Essential components in the development of such an ontology are:

In the CIF framework, the objects of discourse are described in so-called data dictionary files, that provide the vocabulary and taxonomic elements. The dictionaries also contain information about the relationships and attributes of data items, and thus encapsulate most of the semantic content that is accessible to software. In practice, different dictionaries exist to service different domains of crystallography, and a CIF that conforms to a specific dictionary must be interpreted in terms of the semantic information conveyed in the dictionary.

However, some common semantic features apply across all CIF applications, and the current document outlines the foundations upon which other dictionaries may build more elaborate taxonomies or informational models.

Definition of terms

2. The following terms are used in this document with the specific meanings indicated here.

Semantics of data items

3. While the STAR File syntax allows the identification and extraction of tags and associated values, the interpretation of the data thus extracted is application-dependent. In CIF applications, formal catalogues of standard data names and their associated attributes are maintained as external reference files called data dictionaries. These dictionary files share the same structure and syntax rules as data CIFs.

4. At the current revision, two conventions (known as Dictionary Definition Languages or DDL) are supported for detailing the meaning and associated attributes of data names. These are known as DDL1 (Hall &Cook, 1995) and DDL2 (Westbrook, 19xx), and differ in the amount of detail they carry about data types, the relationships between specific data items and the large-scale classification of data items.

5. While it may be formally possible to define the semantics of the data items in a given data file in both DDL1 and DDL2 data dictionaries, in practice different dictionaries are constructed to define the data names appropriate for particular crystallographic applications, and each such dictionary is written in DDL1 or DDL2 formalism according to which appears better able to describe the data model employed. There is thus in practice a bifurcation of CIF into two dialects according to the DDL used in composing the relevant dictionary file. However, the use of aliases may permit applications tuned to one dialect to import data constructed according to the other.

Data name semantics

6. Strictly, data names should be considered as void of semantic content - they are tags for locating associated values, and all information concerning the meaning of that value should be sought in an associated dictionary.

7. However, it is customary to construct data names as a sequence of components elaborating the classification of the item within the logical structure of its associated dictionary. Hence a data name such as _atom_site_fract_x displays a hierarchical arrangement of components corresponding to membership of nested groupings of data elements. The choice of components readily indicates to a human reader that this data item refers to the fractional x coordinate of an atomic site within a crystal unit cell, but it should be emphasised from a computer programming viewpoint that this is coincidental; the attributes that constrain the value of this data item (and its relationship to others such as _atom_site_fract_y and _atom_site_fract_z) must be obtained from the dictionary and not otherwise inferred.

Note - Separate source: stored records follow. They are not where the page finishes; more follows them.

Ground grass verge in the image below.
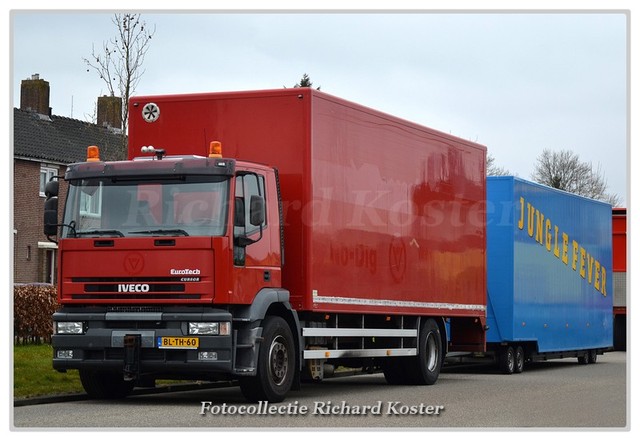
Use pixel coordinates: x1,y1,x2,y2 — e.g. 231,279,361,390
13,344,83,399
13,344,196,400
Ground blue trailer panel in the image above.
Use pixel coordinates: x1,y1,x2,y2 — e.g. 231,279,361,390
486,177,613,353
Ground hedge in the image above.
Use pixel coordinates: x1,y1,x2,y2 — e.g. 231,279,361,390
14,284,59,344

8. In practice data names described in a DDL2 dictionary are constructed with a period character separating their specific function from the name of the category to which they have been assigned. In the absence of a dictionary file, this convention permits the inference that the data item with name _atom_site.fract_x will appear in the same looped list as other items with names beginning _atom_site., and that all such items belong to the same category.

Namespace

9. The intention of the maintainers of public CIF dictionaries is to formulate a single authoritative set of data names for each CIF dialect (i.e. DDL1 and DDL2), thus facilitating the reliable archive and interchange of crystallographic data. However, it is also permissible for users to introduce local data names into a CIF. Two mechanisms exist to reduce the danger of collision of data names that are not incorporated into public dictionaries.

10. The character string [local] is reserved for local use. That is, no public dictionary will define a data name that includes this string. This allows experimentation with data items in a strictly local context, i.e. in cases where the CIF is not intended for interchange with any other user.

11. Where CIFs including local data items are expected to enjoy a public circulation, authors may register a reserved prefix for their sole use. The registry is available on the web at

http://www.iucr.org/iucr-top/cif/spec/reserved.html

A reserved prefix, e.g. foo, must be used in the following ways

12. There is no syntactic property identifying such a reserved prefix, so that software validating or otherwise handling such local data names must scan the entire registry and match registered prefixes against the indicated components of data names. Note that reserved prefixes may themselves contain underscore characters, so a maximal matching search must be made.

Note on handling of units

13. The published specification for CIF Version 1.0 permitted data values expressed in different units to be tagged by variant data names (Hall, Allen & Brown, 1991, p. 657:)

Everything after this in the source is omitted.